Book Read Free

Taking A Chance (Rebels 0f Forbidden Lake Book 2)

Page 5

by Elana Johnson


  “That was my sister,” he said. “She’s not blonde, but she’s going to pose as you to go to your apartment and get a few things for you.” He got two forks out of the drawer in the island and turned to get plates down from the cupboard. “Probably not for a few days, but I told her that was okay.”

  “It’s fine,” Allegra said, coming into the kitchen with him. “Can I make coffee?”

  “Be my guest,” he said, kicking himself for not making coffee. It was literally one of the first things he did each morning, but today he felt completely off his game. “Do you have to go into work?”

  “Nope, they closed everything down today,” she said.

  “Me too.”

  Their eyes met, and she said, “So we’re stuck here for the day.”

  “Looks like it.”

  Sally whined, and Phoenix moved toward the back door to let the dogs out. Allegra came with him, panic in her eyes. “I’ll just hide right here,” she whispered.

  “You think he’s going to be out there watching?”

  “I have no idea,” she said, her fingers reaching out and gripping Phoenix’s arm for a moment. Pressure, and then gone.

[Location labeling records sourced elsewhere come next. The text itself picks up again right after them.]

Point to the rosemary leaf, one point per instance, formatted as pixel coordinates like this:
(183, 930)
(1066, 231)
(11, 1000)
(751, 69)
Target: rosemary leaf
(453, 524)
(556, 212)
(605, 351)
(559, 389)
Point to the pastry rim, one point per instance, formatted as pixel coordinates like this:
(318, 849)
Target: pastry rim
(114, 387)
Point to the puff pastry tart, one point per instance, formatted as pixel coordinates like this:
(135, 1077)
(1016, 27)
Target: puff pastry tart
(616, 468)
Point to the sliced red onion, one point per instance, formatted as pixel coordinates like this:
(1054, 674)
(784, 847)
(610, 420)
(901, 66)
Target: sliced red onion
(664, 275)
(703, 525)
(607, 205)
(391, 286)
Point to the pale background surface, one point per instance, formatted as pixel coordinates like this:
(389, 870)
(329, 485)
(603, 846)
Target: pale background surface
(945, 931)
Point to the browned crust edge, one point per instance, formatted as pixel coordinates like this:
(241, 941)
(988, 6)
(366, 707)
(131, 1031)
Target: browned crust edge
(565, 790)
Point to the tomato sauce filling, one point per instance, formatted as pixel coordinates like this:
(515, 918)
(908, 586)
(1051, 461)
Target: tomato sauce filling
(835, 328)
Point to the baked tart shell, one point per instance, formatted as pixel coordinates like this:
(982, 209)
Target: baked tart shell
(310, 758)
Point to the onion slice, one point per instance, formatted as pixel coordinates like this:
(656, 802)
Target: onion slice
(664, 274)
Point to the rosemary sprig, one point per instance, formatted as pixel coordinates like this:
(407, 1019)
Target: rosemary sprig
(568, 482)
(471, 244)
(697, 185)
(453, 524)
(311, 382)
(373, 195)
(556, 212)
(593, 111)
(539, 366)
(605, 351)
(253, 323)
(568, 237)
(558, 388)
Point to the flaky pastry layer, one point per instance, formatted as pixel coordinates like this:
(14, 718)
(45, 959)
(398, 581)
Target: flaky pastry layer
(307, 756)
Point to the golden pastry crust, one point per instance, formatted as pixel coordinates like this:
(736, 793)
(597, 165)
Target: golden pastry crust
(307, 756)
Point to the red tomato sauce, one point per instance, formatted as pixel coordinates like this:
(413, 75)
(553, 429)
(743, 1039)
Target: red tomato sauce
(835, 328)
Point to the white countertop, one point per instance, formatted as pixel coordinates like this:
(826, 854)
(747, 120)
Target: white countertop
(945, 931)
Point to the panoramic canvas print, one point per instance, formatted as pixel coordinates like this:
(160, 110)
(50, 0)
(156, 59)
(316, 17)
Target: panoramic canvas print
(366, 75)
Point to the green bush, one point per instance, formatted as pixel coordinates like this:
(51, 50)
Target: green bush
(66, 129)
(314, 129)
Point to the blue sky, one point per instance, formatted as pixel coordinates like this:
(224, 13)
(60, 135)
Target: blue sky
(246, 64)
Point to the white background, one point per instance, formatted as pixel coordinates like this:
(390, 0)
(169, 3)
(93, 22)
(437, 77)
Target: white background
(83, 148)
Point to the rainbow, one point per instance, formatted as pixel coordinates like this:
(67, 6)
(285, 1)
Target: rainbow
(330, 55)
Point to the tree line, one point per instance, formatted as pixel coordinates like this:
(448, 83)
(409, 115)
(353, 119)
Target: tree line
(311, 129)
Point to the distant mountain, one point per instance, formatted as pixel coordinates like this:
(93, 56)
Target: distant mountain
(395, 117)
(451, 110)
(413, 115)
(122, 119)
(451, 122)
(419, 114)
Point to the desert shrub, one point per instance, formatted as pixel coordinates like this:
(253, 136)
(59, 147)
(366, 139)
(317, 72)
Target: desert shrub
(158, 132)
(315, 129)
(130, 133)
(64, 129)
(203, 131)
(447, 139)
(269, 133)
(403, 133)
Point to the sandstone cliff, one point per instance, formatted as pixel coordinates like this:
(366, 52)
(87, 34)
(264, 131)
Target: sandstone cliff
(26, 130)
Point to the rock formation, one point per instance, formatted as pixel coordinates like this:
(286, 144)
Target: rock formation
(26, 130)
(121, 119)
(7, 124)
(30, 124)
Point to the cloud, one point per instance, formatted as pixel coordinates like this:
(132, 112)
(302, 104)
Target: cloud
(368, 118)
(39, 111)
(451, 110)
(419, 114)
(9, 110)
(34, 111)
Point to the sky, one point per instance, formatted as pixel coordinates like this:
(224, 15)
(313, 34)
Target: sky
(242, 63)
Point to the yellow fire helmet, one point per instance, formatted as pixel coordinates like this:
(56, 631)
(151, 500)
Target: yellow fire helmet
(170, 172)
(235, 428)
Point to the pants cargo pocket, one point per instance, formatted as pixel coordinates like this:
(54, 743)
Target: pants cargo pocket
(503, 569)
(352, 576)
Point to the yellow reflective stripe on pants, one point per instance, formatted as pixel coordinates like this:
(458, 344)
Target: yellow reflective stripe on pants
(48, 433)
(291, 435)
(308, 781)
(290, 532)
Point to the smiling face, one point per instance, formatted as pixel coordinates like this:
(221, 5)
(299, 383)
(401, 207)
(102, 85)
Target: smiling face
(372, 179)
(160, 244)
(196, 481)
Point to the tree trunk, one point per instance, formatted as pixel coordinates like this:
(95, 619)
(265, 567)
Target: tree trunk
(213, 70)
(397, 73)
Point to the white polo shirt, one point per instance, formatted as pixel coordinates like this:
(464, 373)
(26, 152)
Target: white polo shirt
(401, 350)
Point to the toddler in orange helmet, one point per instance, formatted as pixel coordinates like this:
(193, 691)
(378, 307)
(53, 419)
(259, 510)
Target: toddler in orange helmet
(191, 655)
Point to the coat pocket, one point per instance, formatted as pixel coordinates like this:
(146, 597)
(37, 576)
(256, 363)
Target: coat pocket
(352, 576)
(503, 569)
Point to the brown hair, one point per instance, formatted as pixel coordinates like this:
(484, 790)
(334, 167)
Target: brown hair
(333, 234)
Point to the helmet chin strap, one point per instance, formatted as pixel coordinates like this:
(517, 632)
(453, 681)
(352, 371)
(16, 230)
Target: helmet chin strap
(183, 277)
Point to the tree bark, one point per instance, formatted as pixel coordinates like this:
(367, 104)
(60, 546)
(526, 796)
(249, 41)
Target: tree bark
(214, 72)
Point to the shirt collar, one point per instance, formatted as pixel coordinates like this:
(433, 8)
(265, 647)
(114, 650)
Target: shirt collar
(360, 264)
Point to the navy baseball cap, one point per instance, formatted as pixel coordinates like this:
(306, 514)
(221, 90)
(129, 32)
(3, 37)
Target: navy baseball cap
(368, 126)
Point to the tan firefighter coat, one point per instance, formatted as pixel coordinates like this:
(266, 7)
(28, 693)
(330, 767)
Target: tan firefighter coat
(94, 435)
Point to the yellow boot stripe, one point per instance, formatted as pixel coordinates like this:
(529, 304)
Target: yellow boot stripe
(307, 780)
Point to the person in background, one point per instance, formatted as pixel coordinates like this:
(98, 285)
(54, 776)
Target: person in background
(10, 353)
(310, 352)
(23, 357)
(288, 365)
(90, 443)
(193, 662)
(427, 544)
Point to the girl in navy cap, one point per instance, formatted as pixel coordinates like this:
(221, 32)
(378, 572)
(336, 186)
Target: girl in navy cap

  He nodded and opened the door, stepping outside with the dogs so he could clear a path for them. The snow still fell in lazy swirls, and the world was beautiful blanketed in all white. He took the shovel he kept right beside the back door and cleared the back porch, down the few steps to the patio, and a small patch of lawn for Sally.

  With that done, he retreated back to the warmth and safety of the cabin, only to find Allegra hadn’t moved at all. He busied himself with getting fresh food and water for the dogs, and then he opened the back door to let them back in. He scrubbed down their backs and paws so the house wouldn’t be full of snow, and then he turned the deadbolt and looked at Allegra.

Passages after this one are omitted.